So what is the fix? Well, don’t try to be smart to do subtractions. Use plain old comparisons:

int compare2(uint64_t a, uint64_t b) {
  if (a < b) return -1;
  if (a > b) return 1;
  return 0;
}

For those that understand a little bit of assembly may wonder, doesn’t comparisons boil down to subtractions eventually since cmp src dst instructions basically subtracts dst from src any way? While that’s true, the hardware is kind enough to have a flag register which keeps track of overflows in arithmetic operations. In this case, since we are dealing with unsigned integer overflows, the carry flag will be set if we tried to cmp 0 UINT64_MAX. On the other hand, the compiler is smart enough to read this flag after a cmp instruction, and will use an “overflow aware” jump instruction like jae (jump if the first operand of the previous cmp instruction is above or equal to its second operand, taking into consideration the carry flag) to always get the correct comparison result.
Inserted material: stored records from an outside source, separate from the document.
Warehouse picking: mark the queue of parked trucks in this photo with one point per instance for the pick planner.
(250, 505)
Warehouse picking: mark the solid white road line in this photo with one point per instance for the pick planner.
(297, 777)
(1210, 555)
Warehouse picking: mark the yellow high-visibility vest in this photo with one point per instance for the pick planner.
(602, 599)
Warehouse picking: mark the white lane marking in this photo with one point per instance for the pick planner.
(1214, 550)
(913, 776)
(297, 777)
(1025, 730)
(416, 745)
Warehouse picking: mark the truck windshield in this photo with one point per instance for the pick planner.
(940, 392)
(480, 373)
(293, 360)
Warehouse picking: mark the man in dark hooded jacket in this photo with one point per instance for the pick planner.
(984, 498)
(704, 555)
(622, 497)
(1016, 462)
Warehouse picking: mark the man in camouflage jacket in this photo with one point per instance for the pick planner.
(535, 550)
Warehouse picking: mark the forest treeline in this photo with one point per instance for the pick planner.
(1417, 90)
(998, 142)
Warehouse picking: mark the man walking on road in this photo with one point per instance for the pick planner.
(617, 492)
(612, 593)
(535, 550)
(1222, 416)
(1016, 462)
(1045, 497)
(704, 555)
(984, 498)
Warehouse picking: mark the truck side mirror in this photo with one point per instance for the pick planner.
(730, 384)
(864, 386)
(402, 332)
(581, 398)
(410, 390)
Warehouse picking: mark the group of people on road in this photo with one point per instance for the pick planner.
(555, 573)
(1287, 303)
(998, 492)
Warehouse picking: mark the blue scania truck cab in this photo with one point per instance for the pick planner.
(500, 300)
This is evident in the compiler generated assembly code for the above two comparator implementations (generated with clang -S source.c):

	.p2align	4, 0x90         ## -- Begin function compare1
_compare1:                              ## @compare1
	.cfi_startproc
## %bb.0:
	pushq	%rbp
	.cfi_def_cfa_offset 16
	.cfi_offset %rbp, -16
	movq	%rsp, %rbp
	.cfi_def_cfa_register %rbp
	movq	%rdi, -8(%rbp)
	movq	%rsi, -16(%rbp)
	movq	-8(%rbp), %rax
	subq	-16(%rbp), %rax
                                        ## kill: def $eax killed $eax killed $rax
	popq	%rbp
	retq
	.cfi_endproc
                                        ## -- End function
	.p2align	4, 0x90         ## -- Begin function compare2
_compare2:                              ## @compare2
	.cfi_startproc
## %bb.0:
	pushq	%rbp
	.cfi_def_cfa_offset 16
	.cfi_offset %rbp, -16
	movq	%rsp, %rbp
	.cfi_def_cfa_register %rbp
	movq	%rdi, -16(%rbp)
	movq	%rsi, -24(%rbp)
	movq	-16(%rbp), %rax
	cmpq	-24(%rbp), %rax
	jae	LBB2_2                  <===== Notice the use of JAE here
## %bb.1:
	movl	$-1, -4(%rbp)
	jmp	LBB2_5
LBB2_2:
	movq	-16(%rbp), %rax
	cmpq	-24(%rbp), %rax
	jbe	LBB2_4
## %bb.3:
	movl	$1, -4(%rbp)
	jmp	LBB2_5
LBB2_4:
	movl	$0, -4(%rbp)
LBB2_5:
	movl	-4(%rbp), %eax
	popq	%rbp
	retq
	.cfi_endproc
                                        ## -- End function

grep, sed and awk

These three tools seem to have a great deal of overlapping functionalities. All have built-in regular expression matching, and many grep functionalities can be replicated by sed and awk. For example, if I have a file, test.txt, with the content:

NE 1 I
TWO 2 II
#START
THREE:3:III
FOUR:4:IV
FIVE:5:V
#STOP
SIX 6 VI
SEVEN 7 VII

And if I want to print the lines that don’t have the keywords “START” or “STOP” in them, I could do:

grep -vE "START|STOP" test.txt 

Or:

sed -nr '/START|STOP/ !p' test.txt 

Or:

awk '$0 !~ /START|STOP/' test.txt

Having used all, my rules of thumb for picking the right tool to use for a task are:

  • grep is for search only
  • sed if for search and replace. The underscore is on ed, for editing. You start with a regular expression matching to find the text you want to edit on, and take an action on the matching (or non-matching) text. The possible actions are:

    • substitute, with the s/<pattern>/<substitue>/ command
    • delete, with the d command
    • or simply print, with the p command
  • awk’s unique power is in processing columns or fields in the matching lines of text. Suppose you have a table of data. You could first use pattern matching to select the rows you want to operate on, and then use awk’s powerful column matching to process each column - printing, modifying, skipping, etc.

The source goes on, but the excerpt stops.